The similar research was developed by Suyanto (2007) which proposed modified sentence scoring for LTM + Greedy algorithm. The modified sentence scoring by Suyanto is presented in Eq. (2). He addressed the issue that the sentence scoring by Zhang and Nakamura (2003) scored the long sentence with the low score.
3 Methodology
3.1 Preprocessing steps
In this study, the raw text corpus was collected from many sources, such as holy book translation, news, novel, dialog, monologue, and question sentences. The preprocessing steps of the raw text corpus are described as follows:
- 1.
Sentence segmentation: Split the sentences based on punctuation such as full stop (.), question mark (?), exclamation mark (!), and quotation marks (’ or ”).
- 2.
Number and symbol conversion: convert the number or symbol to words, for example, 123 becomes seratus dua puluh tiga (one hundred and twenty three) and symbol $ becomes dolar (dollar). We also delete the hypen symbol, for example, laki-laki (some men) becomes laki laki.
- 3.
Inspection of e: Check all letters e and adjust based on how to read. For example, meja (table) becomes m@ja.

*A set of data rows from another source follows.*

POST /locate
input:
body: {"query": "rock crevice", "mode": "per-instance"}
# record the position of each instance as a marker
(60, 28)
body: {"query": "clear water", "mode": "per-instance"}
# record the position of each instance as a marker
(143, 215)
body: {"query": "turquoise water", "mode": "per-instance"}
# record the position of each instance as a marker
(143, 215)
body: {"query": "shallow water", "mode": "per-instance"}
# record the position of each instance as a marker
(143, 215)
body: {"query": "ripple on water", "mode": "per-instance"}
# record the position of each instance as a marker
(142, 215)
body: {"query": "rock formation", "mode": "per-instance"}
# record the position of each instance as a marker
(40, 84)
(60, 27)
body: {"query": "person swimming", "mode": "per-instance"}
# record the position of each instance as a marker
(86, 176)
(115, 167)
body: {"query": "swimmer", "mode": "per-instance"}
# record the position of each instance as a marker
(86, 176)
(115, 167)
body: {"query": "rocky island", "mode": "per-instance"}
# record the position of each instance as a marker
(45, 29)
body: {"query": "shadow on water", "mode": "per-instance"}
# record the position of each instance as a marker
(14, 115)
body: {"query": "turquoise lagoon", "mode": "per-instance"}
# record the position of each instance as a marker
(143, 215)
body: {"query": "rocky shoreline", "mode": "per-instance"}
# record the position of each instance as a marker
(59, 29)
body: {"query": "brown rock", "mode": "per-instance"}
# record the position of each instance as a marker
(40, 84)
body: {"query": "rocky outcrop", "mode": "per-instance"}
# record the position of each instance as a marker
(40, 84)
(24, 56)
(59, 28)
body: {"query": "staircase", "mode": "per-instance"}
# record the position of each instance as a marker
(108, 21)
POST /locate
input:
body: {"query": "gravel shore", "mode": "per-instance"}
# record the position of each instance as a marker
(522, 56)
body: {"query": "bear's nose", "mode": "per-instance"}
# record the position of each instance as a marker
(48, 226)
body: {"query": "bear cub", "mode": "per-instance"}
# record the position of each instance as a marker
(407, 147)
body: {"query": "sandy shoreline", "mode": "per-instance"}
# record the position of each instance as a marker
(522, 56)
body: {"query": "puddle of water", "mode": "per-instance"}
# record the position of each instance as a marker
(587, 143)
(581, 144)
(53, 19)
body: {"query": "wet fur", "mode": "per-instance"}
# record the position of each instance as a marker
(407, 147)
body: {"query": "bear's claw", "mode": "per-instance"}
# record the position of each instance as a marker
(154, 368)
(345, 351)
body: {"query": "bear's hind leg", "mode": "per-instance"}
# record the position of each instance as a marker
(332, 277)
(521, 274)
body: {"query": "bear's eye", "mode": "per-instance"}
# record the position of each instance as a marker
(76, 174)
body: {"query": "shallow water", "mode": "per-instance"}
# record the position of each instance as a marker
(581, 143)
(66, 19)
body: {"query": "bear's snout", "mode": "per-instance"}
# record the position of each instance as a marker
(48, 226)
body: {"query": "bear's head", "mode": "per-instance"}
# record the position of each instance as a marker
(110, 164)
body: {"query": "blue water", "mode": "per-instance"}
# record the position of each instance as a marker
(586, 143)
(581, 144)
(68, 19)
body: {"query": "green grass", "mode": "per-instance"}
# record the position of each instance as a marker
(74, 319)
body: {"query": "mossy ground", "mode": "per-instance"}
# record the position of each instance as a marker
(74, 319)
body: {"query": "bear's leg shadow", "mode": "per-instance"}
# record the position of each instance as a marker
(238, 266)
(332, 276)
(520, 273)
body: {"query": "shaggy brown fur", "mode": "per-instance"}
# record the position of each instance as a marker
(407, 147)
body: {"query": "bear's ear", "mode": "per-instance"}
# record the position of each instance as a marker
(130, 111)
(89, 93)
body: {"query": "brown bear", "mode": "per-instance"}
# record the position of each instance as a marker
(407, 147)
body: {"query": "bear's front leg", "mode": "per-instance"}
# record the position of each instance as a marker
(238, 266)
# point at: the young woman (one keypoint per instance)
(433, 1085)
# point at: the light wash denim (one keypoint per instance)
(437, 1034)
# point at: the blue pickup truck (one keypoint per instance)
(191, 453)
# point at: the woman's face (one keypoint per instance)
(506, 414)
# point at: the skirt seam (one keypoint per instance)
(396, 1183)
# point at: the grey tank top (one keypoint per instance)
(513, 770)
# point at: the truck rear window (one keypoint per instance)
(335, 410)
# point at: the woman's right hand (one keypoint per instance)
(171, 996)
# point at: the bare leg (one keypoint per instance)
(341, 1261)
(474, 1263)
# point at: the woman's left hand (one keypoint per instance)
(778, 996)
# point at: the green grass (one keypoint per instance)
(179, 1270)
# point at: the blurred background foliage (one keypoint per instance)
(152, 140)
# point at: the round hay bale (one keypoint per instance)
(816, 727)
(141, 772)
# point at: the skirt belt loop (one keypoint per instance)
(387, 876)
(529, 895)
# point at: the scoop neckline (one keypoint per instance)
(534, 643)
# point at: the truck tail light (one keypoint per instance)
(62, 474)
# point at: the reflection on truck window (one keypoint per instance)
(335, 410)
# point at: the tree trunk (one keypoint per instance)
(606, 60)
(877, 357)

Table 3 shows the detailed statistic of our mother sentence set. The preprocessing steps generate 115,489 sentences to become the mother sentence set. There are 6,225,794 triphones and 5,741,062 pentaphones which are appeared in the mother sentence set. Meanwhile, the number of distinct triphones and distinct pentaphones are 13,501 and 214,868, respectively. The number of distinct triphones or distinct pentaphones is the number without any duplication. For example, the number triphones in sentence makan malam are 11 triphones, i.e., [sil-m+a] [m-a+k] [a-k+a] [k-a+n] [a-n+sil] [n-sil+m] [sil-m+a] [m-a+l] [a-l+a] [l-a+m] [a-m+sil]. Triphone [sil-m+a] occurs two times. Thus, the number of distinct triphones are 10 triphones, i.e., [sil-m+a] [m-a+k] [a-k+a] [k-a+n] [a-n+sil] [n-sil+m] [m-a+l] [a-l+a] [l-a+m] [a-m+sil]. The example of pentaphones can be seen in Table 2.
3.2 Experimental design
The two-sentence scoring methods are applied to select the minimum sentence set from the mother sentence set. The first method was proposed by Zhang and Nakamura (2003) as shown in Eq. 1, the second method was proposed by Suyanto (2007) as shown in Eq. 2. The two-sentence scoring methods are evaluated on the LTM + Greedy algorithms. All the experiments run on physical memory (RAM) of 16 GB. Similar to the previous research (Zhang and Nakamura 2003), our experimental results are described in three points of view: the size of the generated sets, search analysis, and computation costs.
4 Experimental results
4.1 Size of the generated sets
Table 4 shows the results of the two methods. Both methods are applied on triphone and pentaphone units. In the number of sentences, LTM + Greedy by Suyanto produces a slightly smaller number of sentences than LTM + Greedy by Zhang in both triphones and pentaphones. In the triphone, LTM + Greedy by Suyanto and Zhang generate 3443 and 3531 sentences, respectively. Meanwhile in the pentaphone, LTM + Greedy by Suyanto and Zhang generate 35,816 and 36,798 sentences, respectively.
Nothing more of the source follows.